Dear colleagues!
I plan to check cytokine production by my WT and KO Tregs following activation, particularly, IL10 and TGFb (TGFb1 or LAP, exactly) as these are reported to be the major immunoregulatory cytokines. My question is: how to detect TGFb and IL10 from Tregs? I`ve spent some time trying to catch them and always fail to get stable or conclusive results. These cytokines are quite tricky and Tregs are also tricky cells, so I need some advice.
Initially, I planned to use standard intracellular staining protocol - get total CD4 T-cells, then stimulate with PMA/Ionomycin and BfA for 6 hours.

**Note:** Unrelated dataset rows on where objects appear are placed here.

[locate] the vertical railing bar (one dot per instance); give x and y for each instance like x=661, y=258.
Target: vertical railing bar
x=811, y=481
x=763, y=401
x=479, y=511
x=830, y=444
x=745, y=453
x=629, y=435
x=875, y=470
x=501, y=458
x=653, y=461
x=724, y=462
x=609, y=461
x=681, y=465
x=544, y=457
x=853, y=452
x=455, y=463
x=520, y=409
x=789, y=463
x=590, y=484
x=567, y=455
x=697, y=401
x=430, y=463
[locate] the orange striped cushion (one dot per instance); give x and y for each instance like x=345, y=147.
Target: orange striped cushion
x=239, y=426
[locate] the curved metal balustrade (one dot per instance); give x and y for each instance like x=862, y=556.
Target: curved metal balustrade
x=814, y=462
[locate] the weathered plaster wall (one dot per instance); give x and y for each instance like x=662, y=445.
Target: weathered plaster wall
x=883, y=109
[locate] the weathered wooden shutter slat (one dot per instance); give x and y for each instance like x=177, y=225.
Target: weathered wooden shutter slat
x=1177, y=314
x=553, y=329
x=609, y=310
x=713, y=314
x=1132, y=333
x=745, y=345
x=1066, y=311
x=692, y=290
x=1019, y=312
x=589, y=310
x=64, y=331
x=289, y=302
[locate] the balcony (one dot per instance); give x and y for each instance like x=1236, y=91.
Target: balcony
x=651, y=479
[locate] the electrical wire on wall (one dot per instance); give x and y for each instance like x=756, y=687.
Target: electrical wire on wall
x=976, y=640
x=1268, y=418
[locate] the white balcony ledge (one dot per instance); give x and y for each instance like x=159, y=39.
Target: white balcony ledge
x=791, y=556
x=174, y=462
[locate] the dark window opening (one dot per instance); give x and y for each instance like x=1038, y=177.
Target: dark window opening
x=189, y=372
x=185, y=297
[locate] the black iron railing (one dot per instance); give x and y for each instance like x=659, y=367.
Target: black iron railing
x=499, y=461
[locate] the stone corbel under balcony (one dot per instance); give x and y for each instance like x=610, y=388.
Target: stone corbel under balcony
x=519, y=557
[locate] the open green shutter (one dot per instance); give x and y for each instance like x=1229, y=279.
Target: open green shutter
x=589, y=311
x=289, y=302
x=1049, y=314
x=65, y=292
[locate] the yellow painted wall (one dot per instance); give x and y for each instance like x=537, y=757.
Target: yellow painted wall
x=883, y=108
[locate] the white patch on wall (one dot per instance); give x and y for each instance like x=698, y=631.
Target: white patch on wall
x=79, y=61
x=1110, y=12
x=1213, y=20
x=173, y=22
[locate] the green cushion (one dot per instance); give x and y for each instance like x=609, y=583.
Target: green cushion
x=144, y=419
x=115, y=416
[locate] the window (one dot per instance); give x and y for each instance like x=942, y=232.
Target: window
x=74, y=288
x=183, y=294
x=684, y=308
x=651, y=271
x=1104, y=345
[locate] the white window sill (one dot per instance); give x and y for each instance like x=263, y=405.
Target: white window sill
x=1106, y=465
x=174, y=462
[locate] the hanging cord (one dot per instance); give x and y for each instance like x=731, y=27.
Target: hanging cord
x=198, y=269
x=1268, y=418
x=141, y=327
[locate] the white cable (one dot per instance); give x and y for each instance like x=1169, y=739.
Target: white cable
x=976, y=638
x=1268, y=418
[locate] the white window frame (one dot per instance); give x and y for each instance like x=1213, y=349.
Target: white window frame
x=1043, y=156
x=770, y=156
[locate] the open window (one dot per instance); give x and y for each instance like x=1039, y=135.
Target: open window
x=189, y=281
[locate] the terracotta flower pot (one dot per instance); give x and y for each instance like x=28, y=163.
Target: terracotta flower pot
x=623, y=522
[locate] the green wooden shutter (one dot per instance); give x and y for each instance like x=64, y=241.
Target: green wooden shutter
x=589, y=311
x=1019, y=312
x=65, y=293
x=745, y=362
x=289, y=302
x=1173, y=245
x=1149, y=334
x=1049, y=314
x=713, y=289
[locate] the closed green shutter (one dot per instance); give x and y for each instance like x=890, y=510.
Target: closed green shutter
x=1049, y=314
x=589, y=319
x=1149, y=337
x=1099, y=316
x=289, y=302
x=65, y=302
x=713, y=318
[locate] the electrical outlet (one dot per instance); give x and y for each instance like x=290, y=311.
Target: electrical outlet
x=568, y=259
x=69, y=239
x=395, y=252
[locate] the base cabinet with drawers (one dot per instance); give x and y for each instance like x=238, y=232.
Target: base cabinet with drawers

Alternatively, stimulate total T-cells with DynaBeads overnight, then re-stimulate with PMA/Ionomycin and BfA for 4-6 hours and check the cytokines. Results: FoxP3 is lost, no IL10, no TGFb1. However, sometimes I got some TGFb1+ cells, but it was not reproducible.
I tried to activate sorted Tregs for 3 days (plate-bound aCD3/aCD28 + IL2) and stimulate with PMA/Ionomycin and BfA for 6 hours and then again test intracellular cytokine expression. Cells survive and proliferate, but again I can`t get conclusive results. The best I got is just a shift in the fluorescence pattern of TGFb1, but again no IL10+ Tregs.
This protocol yields TNFa and IL2 expression in conventional CD4 T-cells stimulated in parallel, so it actually works.
There is an alternative - ELISA of culture medium, which I haven`t tried yet. It requires to change the culture medium for TGFb1 detection and makes the protocol more complicated.
Is it reasonable to optimize the stimulation conditions for intracellular staining (prolong/shorten aCD3 treatment, prolong PMA+BfA incubation, try some other factors, like IL35) or it`s better to use ELISA directly? Has anybody worked on it?